老母の握力

介護の入り口。老母(ローボ)と老娘(ロームス)のつれづれ。

雑誌遍歴② ~ 20代のころ

ティーンエイジャーのころよく読んでいた雑誌のことを以前書きました。

hapo-mina.hatenablog.com

 

今日はその続き、10代後半から20代前半は~

 

Olive

non-no

an・an

 

を時々読んでいました。

 

an・anのパリ特集のページの欄外におまけ情報として書かれていた

マリーパピエ」と「ラ・ドログリー」のお店のことを知り

パリへ行きたい!の願いを叶え初めての海外旅行は小遣いを貯めて、

19歳の冬にパリ・ローマ7日間の旅に参加していました。

 

この旅での出会いも忘れられないことばかり。

 

一人参加は女性3名、おひとりは差額料金を払って一人部屋だったので

もうお一人と二人で相部屋ツインでの旅になりました。

そのころは相部屋ってわりと普通だったのですよね。

でも初めての海外旅行で見知らぬ人と7日間も同じ部屋ってどうなの?

なんて思う暇もなく、楽しいくて忙しい旅時間でした。

他にも新婚旅行で参加した奥様はなんと私と同い年で、旦那様は高校時代の先生だったんですって、卒業を待って結婚したそうで、アツアツ~と思いきやその旦那様、ひとり参加の私のことが心配らしくいろいろと世話を焼いてくれました。

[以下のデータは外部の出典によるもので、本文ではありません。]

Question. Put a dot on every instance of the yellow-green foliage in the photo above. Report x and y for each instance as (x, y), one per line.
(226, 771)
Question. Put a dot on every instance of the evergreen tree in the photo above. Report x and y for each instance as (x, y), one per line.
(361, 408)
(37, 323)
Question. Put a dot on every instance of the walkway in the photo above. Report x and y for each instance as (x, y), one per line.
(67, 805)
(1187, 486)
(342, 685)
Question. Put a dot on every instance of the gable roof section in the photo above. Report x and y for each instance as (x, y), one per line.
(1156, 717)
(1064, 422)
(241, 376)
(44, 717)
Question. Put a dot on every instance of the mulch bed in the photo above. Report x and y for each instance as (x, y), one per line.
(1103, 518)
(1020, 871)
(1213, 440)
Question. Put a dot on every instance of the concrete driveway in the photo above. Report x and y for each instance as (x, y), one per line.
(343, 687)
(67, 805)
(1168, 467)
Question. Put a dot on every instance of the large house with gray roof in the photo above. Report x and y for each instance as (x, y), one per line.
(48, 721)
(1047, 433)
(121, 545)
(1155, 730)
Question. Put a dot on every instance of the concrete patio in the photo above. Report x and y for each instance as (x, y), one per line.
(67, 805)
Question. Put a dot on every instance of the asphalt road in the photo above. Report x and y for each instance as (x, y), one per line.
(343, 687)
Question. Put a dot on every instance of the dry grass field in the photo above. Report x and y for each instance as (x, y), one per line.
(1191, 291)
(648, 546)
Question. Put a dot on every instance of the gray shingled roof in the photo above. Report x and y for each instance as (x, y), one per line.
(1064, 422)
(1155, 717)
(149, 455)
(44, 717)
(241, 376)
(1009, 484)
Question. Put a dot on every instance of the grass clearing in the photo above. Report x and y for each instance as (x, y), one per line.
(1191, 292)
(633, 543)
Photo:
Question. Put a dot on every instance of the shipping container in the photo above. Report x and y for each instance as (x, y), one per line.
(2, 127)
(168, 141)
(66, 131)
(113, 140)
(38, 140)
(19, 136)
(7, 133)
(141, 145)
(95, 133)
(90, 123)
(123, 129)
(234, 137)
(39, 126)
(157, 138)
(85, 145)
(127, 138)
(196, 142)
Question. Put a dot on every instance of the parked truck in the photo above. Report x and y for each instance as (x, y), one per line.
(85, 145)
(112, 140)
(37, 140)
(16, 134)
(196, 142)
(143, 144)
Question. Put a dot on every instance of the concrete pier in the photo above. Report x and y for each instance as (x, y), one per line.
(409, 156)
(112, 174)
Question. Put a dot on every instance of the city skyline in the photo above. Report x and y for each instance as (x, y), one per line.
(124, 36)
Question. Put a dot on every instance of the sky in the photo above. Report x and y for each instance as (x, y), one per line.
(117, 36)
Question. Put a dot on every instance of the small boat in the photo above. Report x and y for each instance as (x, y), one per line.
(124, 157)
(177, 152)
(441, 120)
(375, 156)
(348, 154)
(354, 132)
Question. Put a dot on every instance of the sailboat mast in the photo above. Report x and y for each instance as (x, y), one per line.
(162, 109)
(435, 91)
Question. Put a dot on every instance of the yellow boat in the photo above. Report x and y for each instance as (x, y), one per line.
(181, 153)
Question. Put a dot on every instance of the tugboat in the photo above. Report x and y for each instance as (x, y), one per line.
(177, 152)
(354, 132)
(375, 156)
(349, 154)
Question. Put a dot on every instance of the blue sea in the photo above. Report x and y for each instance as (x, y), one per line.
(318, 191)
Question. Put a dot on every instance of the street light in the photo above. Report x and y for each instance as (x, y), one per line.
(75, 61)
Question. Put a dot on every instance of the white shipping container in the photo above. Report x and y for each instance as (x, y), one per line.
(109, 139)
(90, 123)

奥様と同じ年齢だから、教え子を見ているようで心配だったんでしょうね。

その様子を奥様が見て、やきもち焼いて、夫婦ケンカして、困っちゃったんですけど

翌日にはケロリと仲直りしていて奥様とも同い年のおかげで共通の話題があって仲良しになれました。

あらら、話が脇道にそれましたが、雑誌の欄外に小さく書かれていた二つのお店にも迷子になりながらも行くことができて、ラ・ドログリーではボタンを買ってそのあとも他のお店でショッピングして最後にマリーパピエに行ったときにはお買い物したものが両手に一杯な状態になっていました。マリーパピエは紙製品のお店、そこでもノートや包装紙を買うとますます荷物が膨らみました。お店の方が見かねてまとめて入る大きな袋をストックヤードから探し出し荷物をまとめてくれて、そのうえ紅茶をふるまってくれました。

どこから来たの?どうしてこの店を知ったの?と聞かれて片言の英語で答えてしばしのティータイム。異国の地で知らない人とマグカップ持って紅茶飲んでるなんて自分でも信じられない出来事でした。 帰国してこの話を友達にするとバックヤードに連れ込まれて知らない国に売り飛ばされなくて良かったね、ですって。そんなこと考えもしなかった若かりし頃の思い出です。

 

その後、二つのお店は日本に出店し、何度か買い物に行きましたがパリの小さな店いっぱいにあった品々を見るときと同じワクワク感はすこし薄らいでいました。

 

数々の雑誌を読んで、ひらめいて、影響されて生活に取り入れたり旅に出たりを今も続けています。

 

小説を読むこととは違う、雑誌の存在は暮らしの灯になっています。

 

初めてのパリからその憧れを増幅したのは、雑誌たちと堀内誠一さんの

 

パリからの手紙

パリからの旅 

 

も忘れられない本です。

 

この2冊を読むほどにパリへ行きたい熱が高まりその後もパリへの旅のために働いて

お金を貯めていました。

勤労の力添えをしてくれたのも本でした。

 

暮しや生き方への、本の影響力ってすごいことだな~と思うのも

その当時には気づかぬことかもしれません。

 

この先も、あの本やこの雑誌を読んであんなことしたな、こんな風に思ったなと思い返すことが増えていくのでしょうね。

 

まだまだ雑誌遍歴はつづきますが、ちょっと一息しましょうね。